To achieve the transport component of the Vision 2020, and place Nigeria on the path of economic prosperity, a Professor of Transportation Geography, Department of Geography, University of Lagos, Samuel Iyiola Oni, has called for restructuring of the sector.
This, he said, would be done using spatiotemporal approach, without which every other effort to tackle challenges of the sector will continually be fruitless.
Delivering the inaugural lecture series at UNILAG, titled, “A Spatio-Temporal Restructuring of Transportation System In Nigeria,” Oni also highlighted that institutional reforms in the sector is also critical in the restructuring process.
He said since transportation is life, without which nothing can do, all the key players in the road, rail, maritime and aviation sector should come together and synergise, as the nation’s economy will benefit from that golden alliance.
He said: “The starting point for transport restructuring in Nigeria therefore, is the generation of sound, qualitative and up-to-date data. Without this, research, planning and development in this sector will only continue to be guesswork, and planning would continually be done on erroneous scales.

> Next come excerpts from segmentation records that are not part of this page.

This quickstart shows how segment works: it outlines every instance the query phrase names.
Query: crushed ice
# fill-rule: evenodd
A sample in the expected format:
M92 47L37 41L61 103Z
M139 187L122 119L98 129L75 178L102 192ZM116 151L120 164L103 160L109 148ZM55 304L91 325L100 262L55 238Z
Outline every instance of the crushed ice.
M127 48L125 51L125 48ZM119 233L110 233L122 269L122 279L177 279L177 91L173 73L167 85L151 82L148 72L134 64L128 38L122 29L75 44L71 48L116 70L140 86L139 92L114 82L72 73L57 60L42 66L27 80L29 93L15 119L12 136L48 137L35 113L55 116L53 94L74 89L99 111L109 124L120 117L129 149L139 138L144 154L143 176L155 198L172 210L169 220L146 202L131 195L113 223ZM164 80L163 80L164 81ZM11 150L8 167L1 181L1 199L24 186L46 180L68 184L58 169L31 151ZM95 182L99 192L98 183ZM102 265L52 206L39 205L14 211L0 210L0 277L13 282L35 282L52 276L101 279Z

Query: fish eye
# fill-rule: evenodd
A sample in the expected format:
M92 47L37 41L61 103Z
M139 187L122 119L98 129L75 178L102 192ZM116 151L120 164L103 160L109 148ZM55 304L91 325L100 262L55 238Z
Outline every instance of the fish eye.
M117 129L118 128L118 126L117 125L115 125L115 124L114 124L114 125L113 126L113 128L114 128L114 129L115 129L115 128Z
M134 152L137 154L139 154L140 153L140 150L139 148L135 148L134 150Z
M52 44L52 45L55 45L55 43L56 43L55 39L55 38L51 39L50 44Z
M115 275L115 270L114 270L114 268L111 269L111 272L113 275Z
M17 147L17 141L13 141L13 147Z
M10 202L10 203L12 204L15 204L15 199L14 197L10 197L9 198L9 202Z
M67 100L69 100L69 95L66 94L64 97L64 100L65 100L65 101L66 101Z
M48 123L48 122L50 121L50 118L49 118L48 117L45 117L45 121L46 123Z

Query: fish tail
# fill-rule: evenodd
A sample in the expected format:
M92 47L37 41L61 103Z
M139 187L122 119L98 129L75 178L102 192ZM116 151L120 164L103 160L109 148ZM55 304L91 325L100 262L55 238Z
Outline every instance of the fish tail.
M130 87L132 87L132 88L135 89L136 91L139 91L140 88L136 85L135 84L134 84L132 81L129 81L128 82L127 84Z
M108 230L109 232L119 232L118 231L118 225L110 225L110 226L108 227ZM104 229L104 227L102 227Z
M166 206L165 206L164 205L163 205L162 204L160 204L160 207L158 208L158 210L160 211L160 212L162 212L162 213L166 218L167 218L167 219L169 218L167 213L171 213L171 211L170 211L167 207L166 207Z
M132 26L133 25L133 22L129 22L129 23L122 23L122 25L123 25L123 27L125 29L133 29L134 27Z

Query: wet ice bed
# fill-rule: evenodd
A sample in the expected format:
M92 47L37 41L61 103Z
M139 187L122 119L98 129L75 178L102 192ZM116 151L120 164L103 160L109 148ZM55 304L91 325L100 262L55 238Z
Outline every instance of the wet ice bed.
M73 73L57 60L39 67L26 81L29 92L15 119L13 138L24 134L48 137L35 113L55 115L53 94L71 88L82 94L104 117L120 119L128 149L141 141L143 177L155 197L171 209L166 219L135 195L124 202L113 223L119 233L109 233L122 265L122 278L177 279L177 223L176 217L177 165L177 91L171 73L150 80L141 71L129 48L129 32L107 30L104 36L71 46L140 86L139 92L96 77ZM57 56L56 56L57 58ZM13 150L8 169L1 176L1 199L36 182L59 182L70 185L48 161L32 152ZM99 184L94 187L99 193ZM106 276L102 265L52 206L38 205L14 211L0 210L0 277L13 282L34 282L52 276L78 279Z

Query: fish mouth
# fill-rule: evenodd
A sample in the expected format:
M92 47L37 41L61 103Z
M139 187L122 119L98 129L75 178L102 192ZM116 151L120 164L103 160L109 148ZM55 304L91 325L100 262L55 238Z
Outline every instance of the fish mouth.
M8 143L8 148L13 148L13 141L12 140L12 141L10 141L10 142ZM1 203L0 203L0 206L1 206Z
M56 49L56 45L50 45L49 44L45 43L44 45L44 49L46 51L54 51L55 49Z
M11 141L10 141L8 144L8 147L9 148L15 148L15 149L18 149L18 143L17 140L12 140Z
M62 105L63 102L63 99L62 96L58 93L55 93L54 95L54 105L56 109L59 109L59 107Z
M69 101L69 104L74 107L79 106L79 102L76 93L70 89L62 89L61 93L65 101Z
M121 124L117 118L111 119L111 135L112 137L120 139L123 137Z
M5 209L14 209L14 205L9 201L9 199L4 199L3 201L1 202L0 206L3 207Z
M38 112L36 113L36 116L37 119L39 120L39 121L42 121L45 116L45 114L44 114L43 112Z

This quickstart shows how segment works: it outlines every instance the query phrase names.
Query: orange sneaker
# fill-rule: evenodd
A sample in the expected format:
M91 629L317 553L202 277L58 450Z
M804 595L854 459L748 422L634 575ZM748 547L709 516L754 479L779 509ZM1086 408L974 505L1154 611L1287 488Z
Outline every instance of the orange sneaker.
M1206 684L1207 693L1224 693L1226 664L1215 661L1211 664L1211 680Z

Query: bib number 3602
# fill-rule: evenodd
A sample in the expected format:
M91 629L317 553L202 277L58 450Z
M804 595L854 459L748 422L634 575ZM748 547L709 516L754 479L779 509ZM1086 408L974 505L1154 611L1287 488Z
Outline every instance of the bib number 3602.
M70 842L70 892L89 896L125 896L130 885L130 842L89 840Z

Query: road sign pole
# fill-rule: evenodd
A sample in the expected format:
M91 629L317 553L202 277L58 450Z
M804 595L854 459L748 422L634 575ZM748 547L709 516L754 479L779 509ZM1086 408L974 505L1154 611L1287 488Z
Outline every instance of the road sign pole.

An effective, efficient, coordinated and integrated multimodal transportation system is the ultimate for a sustainable Lagos megacity and Nigeria’s development.
“If we get it right in the transport sector, that is prosperity for Nigeria’s economy, otherwise, we keep on having high cost of agricultural product and then you cannot liberate the natural resources that are hidden in the system. The resultant derivate or our restructuring and transformative model prognosis will be mobility sustainability, higher living standards, fuller employment of resources, reduced income inequality and poverty, and consequently heightened economic growth rates and social development.”
Urging the Federal Government to complete the road sector reforms and establish a road authority and a road fund, he also challenged them to review and strengthen the enabling transport policy, as doing so would enhance best world practice in the administration of road network development and management in the country.
There was also a call at the lecture for the creation of the National Transport Commission and Federal Roads Authority, which the lecturer explained will improve service delivery in the sector, rejuvenate institutional structures, delineate policy functions, involve private sector in financing and managing the sector. The agency will also aid in the implementation of the improvements needed to achieve the transport component of Vision 2020.
The 61-pages lecture also highlighted the contemporary problems in rural, intra-urban and regional travels, counselling that a structure must be put in place with appropriate comprehensive guidelines and infrastructure, so as to achieve liveable urban, rural and regional transportation and modal systems in a coordinated and integrated manner.